Interacting with the Docker container

  • If to launch with the PW2_TESTDB=1 env. parameter then the pgwatch2 configuration database running inside Docker is added to the monitoring, so that you should immediately see some metrics at least on the Health-check dashboard.

  • To add new databases / instances to monitoring open the administration Web interface on port 8080 (or some other port, if re-mapped at launch) and go to the /dbs page. Note that the Web UI is an optional component, and one can managed monitoring entries directly in the Postgres Config DB via INSERT-s / UPDATE-s into “pgwatch2.monitored_db” table. Default user/password are again pgwatch2 / pgwatch2admin, database name - pgwatch2. In both cases note that it can take up to 2min (default main loop time, changeable via PW2_SERVERS_REFRESH_LOOP_SECONDS) before you see any metrics for newly inserted databases.

  • One can edit existing or create new Grafana dashboards, change Grafana global settings, create users, alerts, etc after logging in as admin / pgwatch2admin (by default, changeable at launch time).

  • Metrics and their intervals that are to be gathered can be customized for every database separately via a custom JSON config field or more conveniently by using Preset Configs, like “minimal”, “basic” or “exhaustive” (monitored_db.preset_config table), where the name should already hint at the amount of metrics gathered. For privileged users the “exhaustive” preset is a good starting point, and “unprivileged” for simple developer accounts.

  • To add a new metrics yourself (which are simple SQL queries returning any values and a timestamp) head to http://127.0.0.1:8080/metrics. The queries should always include a “epoch_ns” column and “tag_” prefix can be used for columns that should be quickly searchable / groupable, and thus will be indexed with the InfluxDB and PostgreSQL metric stores. See to the bottom of the “metrics” page for more explanations or the documentation chapter on metrics here.

  • For a quickstart on dashboarding, a list of available metrics together with some instructions are presented on the “Documentation” dashboard.

  • Some built-in metrics like “cpu_load” and others, that gather privileged or OS statistics, require installing helper functions (looking like that, so it might be normal to see some blank panels or fetching errors in the logs. On how to prepare databases for monitoring see the Monitoring preparations chapter.

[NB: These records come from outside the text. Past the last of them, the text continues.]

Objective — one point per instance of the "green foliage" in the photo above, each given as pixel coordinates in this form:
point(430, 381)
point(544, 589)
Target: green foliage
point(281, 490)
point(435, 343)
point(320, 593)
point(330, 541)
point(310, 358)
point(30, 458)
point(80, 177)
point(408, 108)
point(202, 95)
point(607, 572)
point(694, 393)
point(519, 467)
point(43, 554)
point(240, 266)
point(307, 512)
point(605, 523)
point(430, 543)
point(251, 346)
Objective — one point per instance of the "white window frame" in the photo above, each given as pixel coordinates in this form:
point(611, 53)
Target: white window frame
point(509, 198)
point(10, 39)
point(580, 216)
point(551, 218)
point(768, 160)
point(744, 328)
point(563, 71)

  • For effective graphing you want to familiarize yourself with the query language of the database system that was selected for metrics storage. Some tips to get going:

    • For InfluxQL - the non_negative_derivative() function is very handy as Postgres statistics are mostly evergrowing counters and one needs to calculate so called deltas to show change. Documentation here.

    • For PostgreSQL / TimescaleDB - some knowledge of Window functions is a must if looking at longer time periods of data as the statistics could have been reset in the mean time by user request or the server might have crashed, so that simple max() - min() aggregates on cumulative counters (most data provided by Postgres is cumulative) would lie.

  • For possible troubleshooting needs, logs of the components running inside Docker are by default (if not disabled on container launch) visible under: http://127.0.0.1:8080/logs/[pgwatch2|postgres|webui|influxdb|grafana]. It’s of course also possible to log into the container and look at log files directly - they’re situated under /var/log/supervisor/.

    FYI - docker logs ... command is not really useful after a successful container startup in pgwatch2 case.

Ports used

  • 5432 - Postgres configuration or metrics storage DB (when using the cybertec/pgwatch2-postgres image)

  • 8080 - Management Web UI (monitored hosts, metrics, metrics configurations)

  • 8081 - Gatherer healthcheck / statistics on number of gathered metrics (JSON).

  • 3000 - Grafana dashboarding

  • 8086 - InfluxDB API (when using the InfluxDB version)

  • 8088 - InfluxDB Backup port (when using the InfluxDB version)

Docker Compose

As mentioned in the Components chapter, remember that the pre-built Docker images are just one example how your monitoring setup around the pgwatch2 metrics collector could be organized. For another example how various components (as Docker images here) can work together, see a Docker Compose example with loosely coupled components here.